Permabit CEO Tom Cook claims the vendor has several OEM design wins with major vendors for the sub-file deduplication technology, which is delivered to storage vendors as a software development kit (SDK). Albireo and similar data reduction software from other vendors could speed adoption of a technology that has already attracted a great deal of attention for backup data.
Industry analysts say interest is high for primary data deduplication, and most leading storage vendors are working to follow NetApp Inc.'s lead with its deduplication feature. NetApp deduplication is considered a big selling point for its FAS arrays in virtual server environments, and a big reason for its recent gains in storage market share.
EMC Corp. offers single-instance storage and compression with its Celerra unified storage platform, and has dedupe backup technology from its Data Domain and Avamar acquisitions. Dell Inc., Hewlett-Packard (HP) Co., Hitachi Data Systems, IBM and smaller vendors are believed to be evaluating data deduplication software from Permabit and others that they can embed for primary storage.
Permabit's Cook expects Albireo to be in shipping OEM products by the end of this year. While appliances are necessary to dedupe large images, Cook said storage vendors say mainstream needs can be met better with dedupe embedded into the storage array.
"OEMs told us 'We have a file system, we have a block storage system, we want to integrate deduplication with that, so foremost you must be able to do that and in an embedded way,'" he said.

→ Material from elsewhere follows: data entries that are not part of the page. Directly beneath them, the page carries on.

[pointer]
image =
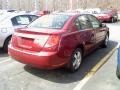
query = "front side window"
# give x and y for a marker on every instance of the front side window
(95, 23)
(77, 24)
(85, 24)
(52, 21)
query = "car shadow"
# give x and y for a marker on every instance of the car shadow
(63, 76)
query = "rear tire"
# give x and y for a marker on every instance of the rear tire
(7, 41)
(75, 61)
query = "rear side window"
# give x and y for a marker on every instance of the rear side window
(95, 23)
(20, 20)
(84, 22)
(77, 24)
(52, 21)
(32, 18)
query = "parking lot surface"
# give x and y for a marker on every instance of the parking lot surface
(17, 76)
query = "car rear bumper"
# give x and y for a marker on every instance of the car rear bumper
(42, 60)
(104, 19)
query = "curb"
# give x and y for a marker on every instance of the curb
(94, 69)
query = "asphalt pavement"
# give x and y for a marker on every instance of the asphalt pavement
(105, 78)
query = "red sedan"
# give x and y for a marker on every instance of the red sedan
(58, 40)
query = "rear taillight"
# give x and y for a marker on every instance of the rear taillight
(52, 43)
(41, 40)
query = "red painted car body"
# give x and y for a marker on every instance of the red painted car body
(44, 12)
(50, 48)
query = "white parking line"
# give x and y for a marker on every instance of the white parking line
(94, 70)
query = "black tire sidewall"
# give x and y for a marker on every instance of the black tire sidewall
(5, 47)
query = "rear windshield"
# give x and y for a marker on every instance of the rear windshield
(52, 21)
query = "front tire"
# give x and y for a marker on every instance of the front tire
(75, 60)
(105, 42)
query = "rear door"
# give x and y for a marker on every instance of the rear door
(86, 32)
(99, 30)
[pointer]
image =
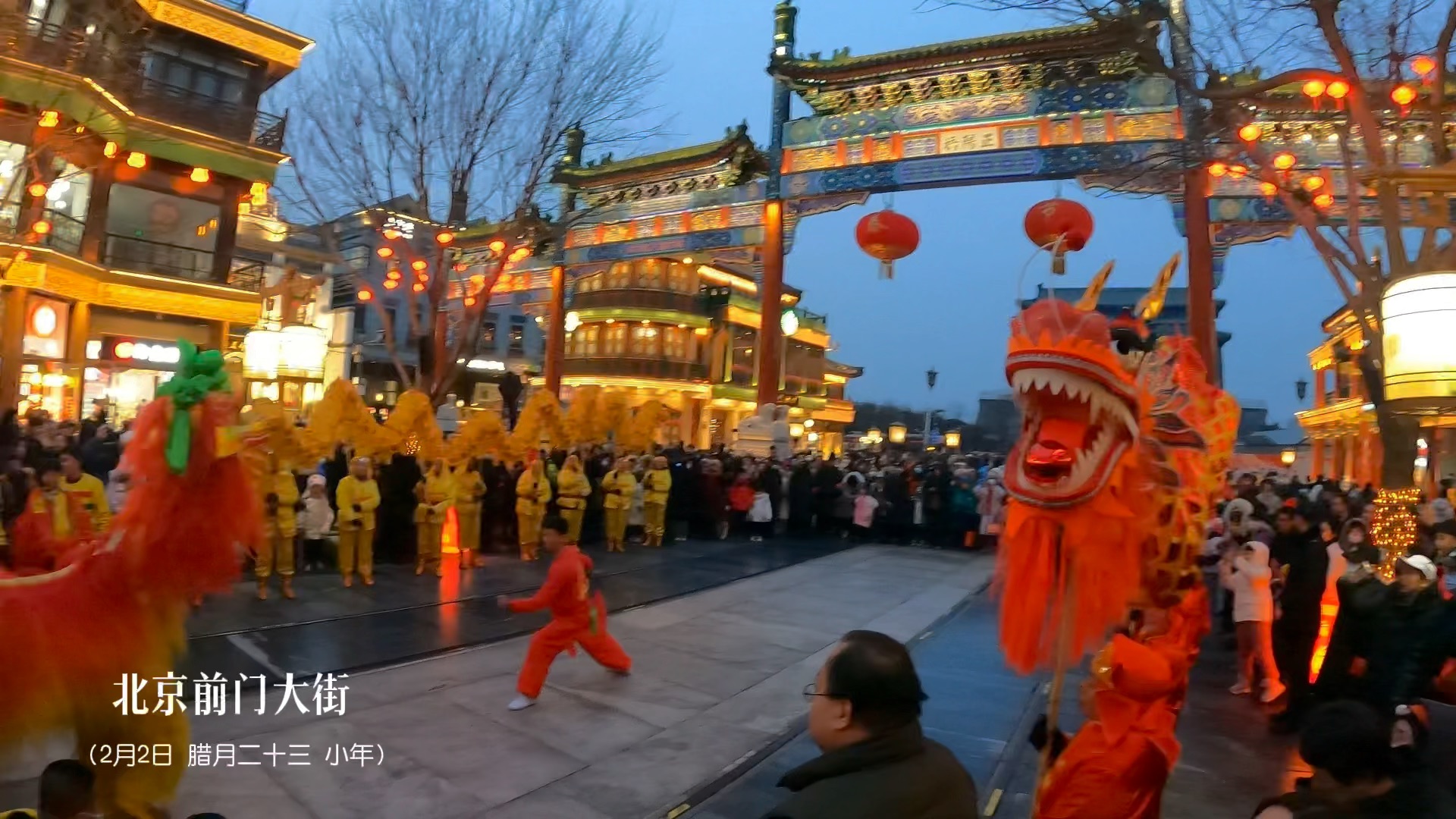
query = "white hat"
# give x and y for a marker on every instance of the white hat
(1420, 563)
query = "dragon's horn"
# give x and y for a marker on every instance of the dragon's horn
(1094, 290)
(1156, 297)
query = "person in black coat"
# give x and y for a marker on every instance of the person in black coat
(875, 763)
(1305, 560)
(801, 500)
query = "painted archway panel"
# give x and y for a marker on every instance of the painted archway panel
(981, 168)
(1144, 95)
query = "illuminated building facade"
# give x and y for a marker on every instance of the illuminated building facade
(660, 292)
(509, 340)
(1345, 438)
(130, 145)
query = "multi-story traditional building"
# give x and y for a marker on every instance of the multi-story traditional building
(1345, 436)
(130, 140)
(686, 334)
(661, 319)
(509, 340)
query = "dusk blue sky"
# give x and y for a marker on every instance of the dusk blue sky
(949, 303)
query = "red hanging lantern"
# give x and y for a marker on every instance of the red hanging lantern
(887, 237)
(1059, 226)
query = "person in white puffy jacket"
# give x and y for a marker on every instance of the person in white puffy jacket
(1247, 573)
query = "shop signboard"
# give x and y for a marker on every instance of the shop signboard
(46, 327)
(142, 353)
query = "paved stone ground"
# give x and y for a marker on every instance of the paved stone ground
(717, 676)
(331, 629)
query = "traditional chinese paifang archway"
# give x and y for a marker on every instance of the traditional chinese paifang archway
(1050, 104)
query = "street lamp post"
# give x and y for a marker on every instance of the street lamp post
(929, 381)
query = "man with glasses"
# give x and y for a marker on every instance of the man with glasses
(875, 763)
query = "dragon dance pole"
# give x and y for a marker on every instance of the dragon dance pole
(1059, 673)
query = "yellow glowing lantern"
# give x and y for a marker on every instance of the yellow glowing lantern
(1417, 314)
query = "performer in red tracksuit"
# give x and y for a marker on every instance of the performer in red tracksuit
(577, 617)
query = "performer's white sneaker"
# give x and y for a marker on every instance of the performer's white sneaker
(1272, 692)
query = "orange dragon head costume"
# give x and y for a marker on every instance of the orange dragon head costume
(120, 604)
(1075, 484)
(1123, 445)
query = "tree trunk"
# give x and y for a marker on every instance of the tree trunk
(1398, 436)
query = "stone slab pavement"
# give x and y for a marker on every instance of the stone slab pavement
(717, 678)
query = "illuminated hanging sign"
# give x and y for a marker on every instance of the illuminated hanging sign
(46, 322)
(294, 352)
(140, 352)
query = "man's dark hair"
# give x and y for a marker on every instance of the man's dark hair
(874, 672)
(66, 789)
(1348, 741)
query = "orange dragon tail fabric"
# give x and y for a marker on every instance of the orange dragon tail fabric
(118, 607)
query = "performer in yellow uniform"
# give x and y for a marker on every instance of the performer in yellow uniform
(532, 496)
(357, 497)
(469, 491)
(280, 529)
(618, 485)
(573, 490)
(655, 485)
(89, 490)
(436, 493)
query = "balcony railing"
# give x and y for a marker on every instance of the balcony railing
(637, 368)
(246, 276)
(72, 50)
(638, 297)
(140, 256)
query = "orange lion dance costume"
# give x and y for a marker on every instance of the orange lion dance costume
(118, 605)
(1123, 447)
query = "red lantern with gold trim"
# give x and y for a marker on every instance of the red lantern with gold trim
(887, 237)
(1059, 226)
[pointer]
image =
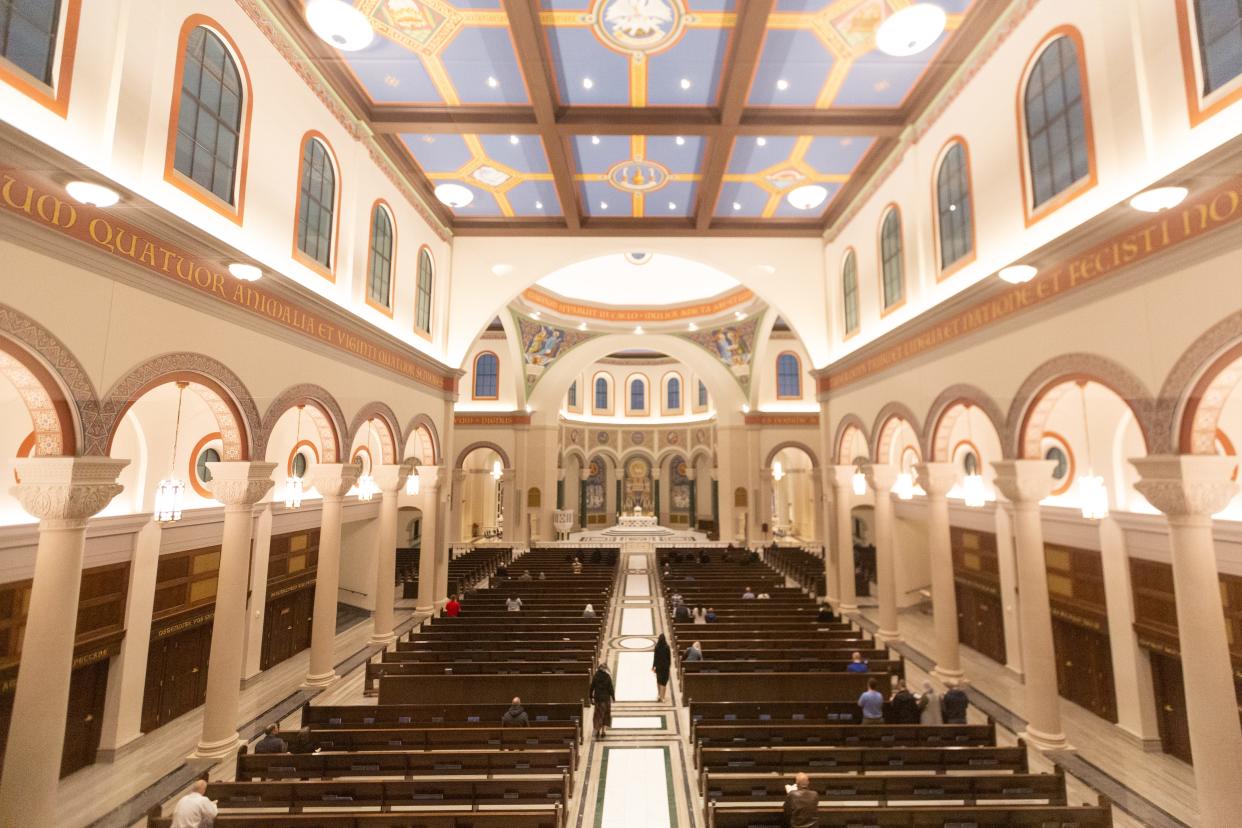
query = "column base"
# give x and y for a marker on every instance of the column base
(1043, 741)
(319, 679)
(219, 749)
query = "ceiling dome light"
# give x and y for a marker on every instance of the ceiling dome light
(809, 196)
(245, 272)
(1158, 199)
(911, 30)
(455, 195)
(92, 194)
(1017, 273)
(339, 25)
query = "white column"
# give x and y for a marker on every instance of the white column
(332, 481)
(881, 478)
(389, 479)
(842, 535)
(1189, 489)
(239, 486)
(63, 493)
(937, 479)
(1025, 483)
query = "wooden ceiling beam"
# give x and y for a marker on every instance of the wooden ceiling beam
(747, 42)
(532, 50)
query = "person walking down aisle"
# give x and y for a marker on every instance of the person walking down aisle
(602, 694)
(661, 666)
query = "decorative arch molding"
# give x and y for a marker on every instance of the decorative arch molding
(1032, 402)
(217, 386)
(323, 410)
(1192, 395)
(425, 422)
(791, 443)
(838, 438)
(461, 457)
(881, 433)
(78, 430)
(940, 417)
(390, 436)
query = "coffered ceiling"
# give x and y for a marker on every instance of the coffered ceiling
(615, 117)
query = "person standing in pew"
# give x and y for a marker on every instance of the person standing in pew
(801, 805)
(602, 694)
(872, 704)
(271, 742)
(661, 664)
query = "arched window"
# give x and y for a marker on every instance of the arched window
(317, 202)
(601, 394)
(637, 395)
(487, 373)
(209, 116)
(954, 219)
(850, 291)
(379, 282)
(789, 376)
(422, 307)
(1056, 122)
(891, 258)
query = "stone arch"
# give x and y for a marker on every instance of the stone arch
(68, 421)
(1033, 400)
(323, 410)
(482, 443)
(390, 436)
(791, 443)
(425, 422)
(217, 386)
(843, 426)
(1194, 394)
(881, 433)
(940, 417)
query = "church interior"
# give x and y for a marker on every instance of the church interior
(615, 414)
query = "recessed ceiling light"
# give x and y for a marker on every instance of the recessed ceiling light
(340, 25)
(455, 195)
(1158, 199)
(1017, 273)
(911, 30)
(245, 272)
(809, 196)
(92, 194)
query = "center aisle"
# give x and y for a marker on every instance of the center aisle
(637, 775)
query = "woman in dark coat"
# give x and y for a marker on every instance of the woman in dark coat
(660, 666)
(601, 698)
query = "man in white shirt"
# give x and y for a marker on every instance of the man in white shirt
(195, 810)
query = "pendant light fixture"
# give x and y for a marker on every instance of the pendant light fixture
(172, 489)
(1092, 492)
(293, 482)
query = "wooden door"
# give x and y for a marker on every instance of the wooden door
(88, 688)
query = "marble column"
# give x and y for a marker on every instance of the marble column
(332, 481)
(842, 535)
(1025, 483)
(63, 493)
(389, 479)
(937, 479)
(239, 486)
(881, 478)
(1189, 489)
(429, 553)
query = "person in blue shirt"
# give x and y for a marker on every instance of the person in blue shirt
(856, 663)
(872, 704)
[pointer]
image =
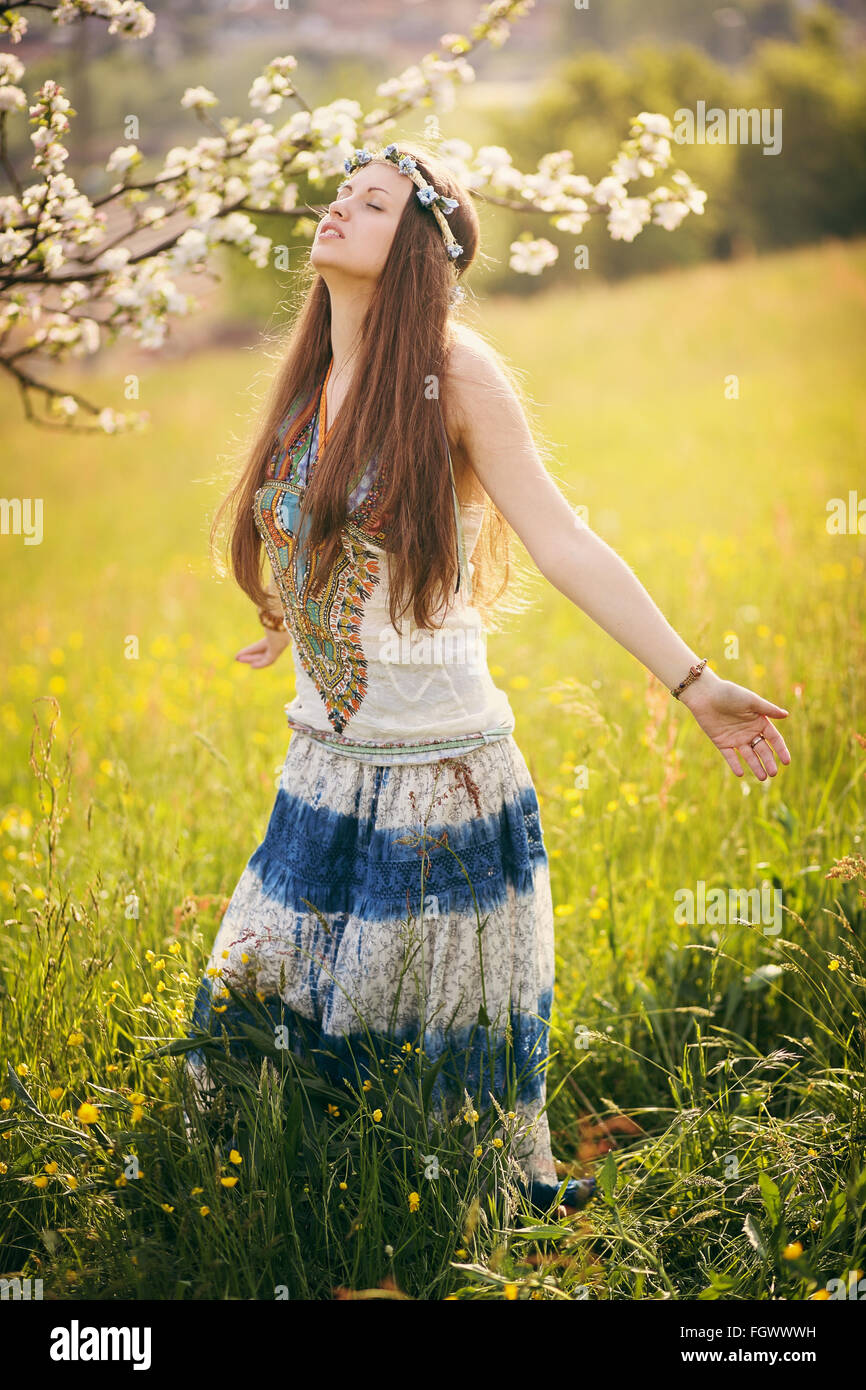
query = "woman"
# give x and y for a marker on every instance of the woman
(394, 449)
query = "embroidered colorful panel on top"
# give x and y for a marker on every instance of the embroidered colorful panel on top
(327, 626)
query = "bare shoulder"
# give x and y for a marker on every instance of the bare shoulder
(474, 382)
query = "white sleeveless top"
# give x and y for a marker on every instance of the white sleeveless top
(363, 687)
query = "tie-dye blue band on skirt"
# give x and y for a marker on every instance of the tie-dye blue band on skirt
(405, 902)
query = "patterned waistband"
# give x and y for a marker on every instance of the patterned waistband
(405, 751)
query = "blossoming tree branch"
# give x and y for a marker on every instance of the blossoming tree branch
(77, 273)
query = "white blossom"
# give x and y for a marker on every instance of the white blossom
(198, 96)
(11, 68)
(11, 99)
(609, 191)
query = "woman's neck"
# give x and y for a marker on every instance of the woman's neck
(348, 310)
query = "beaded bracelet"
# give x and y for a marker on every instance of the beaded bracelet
(694, 672)
(270, 620)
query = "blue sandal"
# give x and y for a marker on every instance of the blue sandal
(577, 1193)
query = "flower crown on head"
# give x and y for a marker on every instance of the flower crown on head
(427, 195)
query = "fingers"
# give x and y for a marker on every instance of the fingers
(774, 738)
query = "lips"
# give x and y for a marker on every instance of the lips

Albireo — named after a double star that appears like a single star to the naked eye — supports block, file and unified storage infrastructure, according to Permabit chief technology officer (CTO) Jered Floyd. It uses data deduplication IP from Permabit's Enterprise Archive inline deduplication for secondary storage, but expands it to run inline, post-process or in a parallel configuration.
VMware a big driver for primary data deduplication
Permabit executives claim Albireo High Performance Data Optimization Software can scale to petabytes of data with variable-chunk segmentation that could reduce "typical" data sets more than 50%, and some data sets such as VMware images by more than 90%.
Brian Babineau, a senior consulting analyst at Enterprise Strategy Group, said the ability to reduce VMware images is a major selling point for primary data deduplication.
"The VMware influence in primary dedupe should not be underestimated," he said. "VMware creates a lot of duplicate content in its configuration files, and those redundant configuration files increase as VMware in the environment increases.
"There's end-user demand for these types of solutions," he continued, "and big OEMs don't want to miss out on this opportunity."
Primary storage data dedupe must meet performance, integrity needs
Still, any primary storage data dedupe product will have to prove it can handle the chore while preserving data integrity and without introducing read and write latency.
Permabit's Floyd claims Albireo can maintain data integrity because data written to disk isn't altered, and the reduction takes place out of the data path. When parallel processing is used, deduped data doesn't have to be rehydrated when it's accessed.
According to Floyd, Albireo uses only 3.5 bytes in memory per index entry, and as few as 40 bytes on disk per index entry. This allows it to operate effectively in small memory-constrained storage systems and appliances.
When done inline, data will flow to the Albireo library before going to disk. Post-process deduplication will write data to disk first, then scan and eliminate duplicated data. The parallel option sends data to disk while still in memory, and applies updates the same way as post-processing without having to read data off disk. Each method has different amounts of latency and reduction efficiencies.
Dave Russell, a research vice president at Gartner, said the biggest customer concerns about dedupe in primary storage are data integrity, performance and cost.
"Performance is a significant obstacle, but data integrity is an even more foundational concern before getting to the issue of performance," he said. "For some companies, manageability and scale can be even more top of mind than performance. It really depends on the workload and service level. "
However, Russell said he expects primary storage data dedupe will catch on fast because organizations are already familiar with the technology from backup products, as well as the data reduction offered by NetApp and EMC on primary data.
"It's been amazing to witness how fast deduplication went from a 'science experiment' to mainstream in the backup use case, and primary storage -- while perhaps not being adopted at the same rate -- is being considered more and more," he said. "Performance will get better and become less and less of an issue as most of the algorithms are limited by CPU, which is getting very inexpensive. But even in cases where memory and disk spindles play a role in performance, those issues are increasingly getting more cost-effective to overcome."